The following day, I found myself reading an insightful article in the July 2011 National Geographic, Charles Siebert's "Food Ark," highlighting how we can feed seven billion people via seed storage, heirloom crop & livestock raising & cultivation to create a global "food ark." Lorraine's Santa Cruz plot intrinsically shares much in common with the Whealy's 890-acre Seed Savers Exchange acreage in Decorah, Iowa; or with Cary Fowler's brainchild Svalbard Global Seed Vault tucked under a snow mound on an Arctic island; or with Jemal Mohammed's five-acre hillside farm in northeastern Ethiopia covered with East African onion, garlic, cilantro, sorghum, barley, chickpea, and teff varieties.
All are unique terrestrial zones where their stewards realize how we cannot sustainably manage landscapes or feed populations or even ensure food justice if we face the loss of 1,600 livestock species, over a 75% national loss of varieties in peas, radishes, & more within 80 years, and ultimately jeopardize 10,000 years of human and nature interfacing in agriculture to create such astounding, critical biodiversity (Siebert, "Food Ark," National Geographic, July 2011).
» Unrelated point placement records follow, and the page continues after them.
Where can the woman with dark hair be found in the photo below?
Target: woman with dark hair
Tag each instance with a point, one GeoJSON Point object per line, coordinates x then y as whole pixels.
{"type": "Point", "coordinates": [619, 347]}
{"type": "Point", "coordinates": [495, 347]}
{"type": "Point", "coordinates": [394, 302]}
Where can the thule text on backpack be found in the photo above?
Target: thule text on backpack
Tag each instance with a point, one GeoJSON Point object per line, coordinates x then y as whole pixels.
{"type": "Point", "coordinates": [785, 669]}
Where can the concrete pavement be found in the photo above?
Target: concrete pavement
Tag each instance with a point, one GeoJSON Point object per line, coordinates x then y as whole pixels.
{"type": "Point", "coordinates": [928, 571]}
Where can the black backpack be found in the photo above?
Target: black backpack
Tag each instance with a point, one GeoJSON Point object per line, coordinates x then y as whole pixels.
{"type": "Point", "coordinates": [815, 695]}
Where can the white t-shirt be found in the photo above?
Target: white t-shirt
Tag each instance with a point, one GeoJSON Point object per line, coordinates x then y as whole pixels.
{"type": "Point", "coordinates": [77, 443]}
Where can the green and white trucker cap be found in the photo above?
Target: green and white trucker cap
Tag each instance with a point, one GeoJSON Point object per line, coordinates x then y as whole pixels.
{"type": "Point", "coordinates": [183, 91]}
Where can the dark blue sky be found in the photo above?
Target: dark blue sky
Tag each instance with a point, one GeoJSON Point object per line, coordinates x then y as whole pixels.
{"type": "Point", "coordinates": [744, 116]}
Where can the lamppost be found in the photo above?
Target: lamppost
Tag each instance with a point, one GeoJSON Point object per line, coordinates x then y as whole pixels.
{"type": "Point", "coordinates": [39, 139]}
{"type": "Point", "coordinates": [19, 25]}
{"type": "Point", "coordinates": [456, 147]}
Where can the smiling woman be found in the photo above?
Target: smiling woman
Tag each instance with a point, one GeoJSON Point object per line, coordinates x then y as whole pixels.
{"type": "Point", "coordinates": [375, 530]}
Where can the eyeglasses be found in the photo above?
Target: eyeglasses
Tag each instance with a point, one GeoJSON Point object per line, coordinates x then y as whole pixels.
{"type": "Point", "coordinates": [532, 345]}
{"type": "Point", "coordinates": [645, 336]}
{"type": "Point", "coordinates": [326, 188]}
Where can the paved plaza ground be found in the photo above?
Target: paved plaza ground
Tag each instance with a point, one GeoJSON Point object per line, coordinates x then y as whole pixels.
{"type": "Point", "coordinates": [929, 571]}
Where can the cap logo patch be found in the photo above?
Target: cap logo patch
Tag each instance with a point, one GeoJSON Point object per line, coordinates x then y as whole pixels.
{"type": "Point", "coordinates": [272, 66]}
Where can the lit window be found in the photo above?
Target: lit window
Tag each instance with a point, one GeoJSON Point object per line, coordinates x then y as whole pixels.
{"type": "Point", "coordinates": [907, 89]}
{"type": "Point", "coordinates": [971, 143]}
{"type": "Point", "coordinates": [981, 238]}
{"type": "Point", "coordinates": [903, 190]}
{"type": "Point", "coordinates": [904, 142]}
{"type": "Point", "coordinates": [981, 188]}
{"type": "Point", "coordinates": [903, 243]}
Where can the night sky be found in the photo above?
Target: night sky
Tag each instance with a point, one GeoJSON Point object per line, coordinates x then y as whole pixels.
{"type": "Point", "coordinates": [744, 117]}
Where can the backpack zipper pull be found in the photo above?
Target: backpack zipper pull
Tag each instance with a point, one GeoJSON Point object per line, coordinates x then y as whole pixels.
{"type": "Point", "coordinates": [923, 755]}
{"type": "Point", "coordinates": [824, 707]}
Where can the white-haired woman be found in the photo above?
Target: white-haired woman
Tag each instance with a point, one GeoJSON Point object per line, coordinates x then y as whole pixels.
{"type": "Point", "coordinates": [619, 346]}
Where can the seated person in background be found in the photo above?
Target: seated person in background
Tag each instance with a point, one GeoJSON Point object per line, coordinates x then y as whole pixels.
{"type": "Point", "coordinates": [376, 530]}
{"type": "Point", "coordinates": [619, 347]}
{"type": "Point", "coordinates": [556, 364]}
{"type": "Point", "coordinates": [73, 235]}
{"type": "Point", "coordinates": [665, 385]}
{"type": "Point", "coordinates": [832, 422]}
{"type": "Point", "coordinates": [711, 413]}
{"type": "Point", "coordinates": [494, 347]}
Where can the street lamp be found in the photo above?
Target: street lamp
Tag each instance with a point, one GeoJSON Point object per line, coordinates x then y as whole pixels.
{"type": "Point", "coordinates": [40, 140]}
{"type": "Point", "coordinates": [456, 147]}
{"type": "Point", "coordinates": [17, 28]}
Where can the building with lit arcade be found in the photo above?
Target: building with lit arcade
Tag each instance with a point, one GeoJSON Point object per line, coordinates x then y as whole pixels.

Hence, global actions that can manifest themselves in local pockets, as in Lorraine's Four Bridges Sacred Garden and broader permacultural exercise in Santa Cruz, should give us hope for sustenance and justice. No wonder that when Lorraine showed some of us a few rows of peanut plantings taking root in the dry yet wet enough New Mexican soil, it was nothing short of wonder. Wonder in the belief that even with wildfires burning, soils cracking under heat, and beyond, cultivating food arks could be a nourishing path to food justice.